Kendall's #TCAP Pickups of the Week
QB- Tarvaris Jackson, Jason Campbell, Alex SmithRB - Ryan Torain, Isaac Redman
WR - Antonio Brown, Jacoby Jones, Steve Breaston
TE - Benjamin Watson, Jared Cook (he shouldn't still be available)
DEF - Titans D vs. Steelers
Drop 'Um Like It's Hot
Rex Grossman, Chad Ochocinco, Hines Ward, Kyle Orton, Marcedes Lewis, Thomas Jones, Ben Tate, Lee Evans, anyone in a Colts uniform.
Kylie Kardashian Award from Guest Blogger Bernaldo
Special guest appearance from Bernaldo back on the K-Dash Awards like when The Rock goes back to Monday Night Raw once every 3 years.

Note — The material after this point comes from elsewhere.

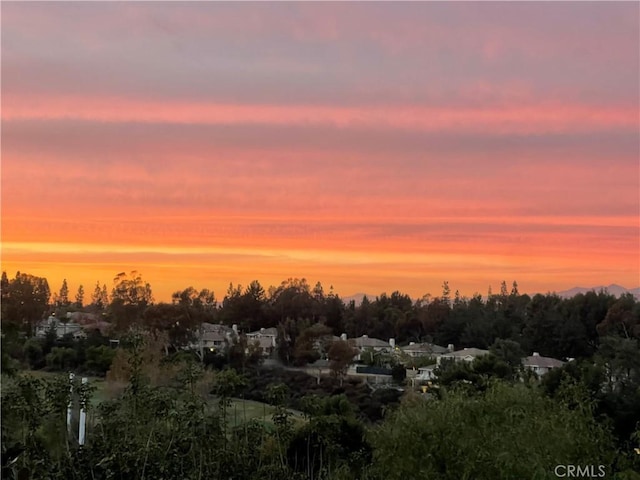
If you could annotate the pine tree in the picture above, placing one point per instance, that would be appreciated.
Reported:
(80, 297)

This week I am giving out the Kylie Kardashian Award for "Being Ignored and Overlooked and Eventually Will Blow Up Disastrously" goes to Chad Ochocinco. How would you like to live up to these expectations? Father: Olympic medalist and world record track star. Sister 1: Professional black snake wrangler, dated mutiple NFL players, married to the most boring NBA player on the planet after JJ Redick. Sister 2: Deeper voice than Enrico Palazzo, taller and harrier than Chewbacca, married to NBA and candy eating all-star. Sister 3: Well this isn't as hard to live up to, but had a baby with the most annoying douchebag on reality tv after that Spencer guy from The Hills. Brother: Speaking of annoying douchebags, don't forget Mr. Brody Jenner who is dating/engaged/has matching tattoos with the Canadian mouse-princess of junior high girls everywhere Avril Lavigne. (I'd still hit it though, like Banky in Chasing Amy, I have a thing for girls that say a-boot) Oh and her mother is probably the worst person on the planet, but has turned her family into millionaires and probably soon to be billionaires just for smiling and taking pictures with their hands on their hips sticking out.

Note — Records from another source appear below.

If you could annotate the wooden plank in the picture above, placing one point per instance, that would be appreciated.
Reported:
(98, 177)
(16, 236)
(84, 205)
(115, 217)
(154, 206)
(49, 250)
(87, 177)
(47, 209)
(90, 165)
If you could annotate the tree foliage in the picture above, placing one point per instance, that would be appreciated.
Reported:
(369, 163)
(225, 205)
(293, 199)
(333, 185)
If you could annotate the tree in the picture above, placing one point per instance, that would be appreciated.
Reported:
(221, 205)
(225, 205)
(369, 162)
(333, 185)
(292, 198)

Technically she is a Jenner, but Kylie Kardashian probably gets as much attention in her family as the new kid Seven did on Married With Children. Ochocinco has starred in reality shows, and been a number one wide receiver most of his career but has 7 catches for barely 100 yards in 4 games and no touchdowns. Time is counting down fast until all of the nagging from Ochocinco's reality show fiance (who was previously engaged to Antoine Walker, surprise surprise), the Boston media, or losing in Call of Duty to a teenage cashier from McDonalds on XBOX boils over and turns Ochocinco of 2011 into Randy Moss of 2010. If you still have Ochocino on your fantasy roster, your only excuse is being in a 30 team league that starts 4 WR each week. As for Kylie, I'm sure it won't be long until she is trying to outsell her sister in home video sales.